Why Using the Hola VPN Service Is a Bad Idea
Hola is a freemium VPN service that claims to help Internet users bypass censorship, speed up their browsing and remain anonymous while using the Internet. To many, this would seem like quite a useful service. There are numerous Internet users that would like to access content that is blocked in their country and the service allows them to do just that. However, the way that Hola operates has recently come under a lot of controversy.
Rather than operating like a traditional VPN that simply tunnels traffic through servers operated by the VPN service, Hola works on a peer-to-peer basis. When you use Hola’s service, you browse the web through another Hola user’s Internet connection. If you use the free version of their service, you also let other users browse the web through yours. Now anyone that is even slightly tech savvy can easily see how this could lead to serious problems.
If another user did something nefarious, such as hacking a website, making terrorist threats, sending out spam or sharing child pornography, it will look like these activities came from your computer. This is due to the fact that websites will see your IP address when a Hola user is using your connection. If something like that was to happen, you might at best have your Internet service suspended by your provider and at worst have authorities breaking down your door. Another problem is that the activities of other users on the Hola service will make use of your bandwidth. This isn’t really something you would want if you have a slower Internet connection or a cap on how much data you can transfer in a month.
Hola runs a sister service called Luminati that resells the bandwidth of those using its free VPN app to business users at prices of up to $20 per GB. This service was reportedly used to launch denial of service attacks on 8chan, a popular image board. Hola’s founder, Ofer Vilenski, has stated that the company has a screening process for Luminati customers that want to use their service. However, it appears that this screening isn’t too strict, as anyone can sign up for a free trial. A chat with Luminati’s sales team that was posted online shows a rep saying that “they don’t have a way to enforce their terms against illicit use of their service”

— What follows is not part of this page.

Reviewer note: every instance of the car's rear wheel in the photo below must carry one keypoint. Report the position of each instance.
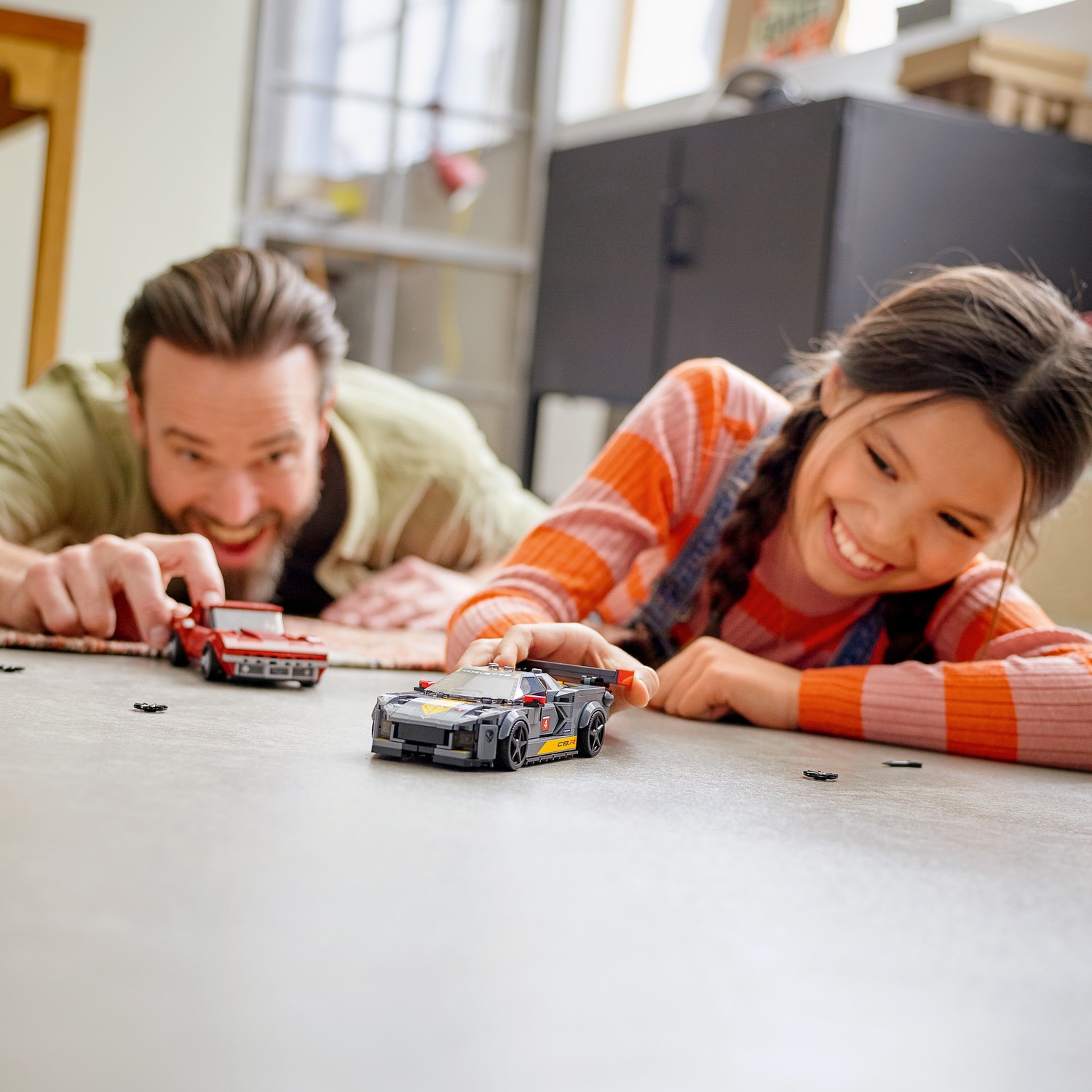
(176, 651)
(590, 737)
(513, 751)
(210, 665)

The controversy surrounding Hola has been reported by many media outlets, which has led to the app being removed from the Chrome Web Store. Many have compared the service to a botnet and warned people not to use it.
There are many free and paid VPN services out there which let you access content that is restricted to certain geographic regions and browse the web in relative anonymity. Those who have Hola installed on their PC or mobile device should seriously think about uninstalling it due to the possible consequences of using it. With so many better alternatives, including free ones, Hola just isn’t worth it.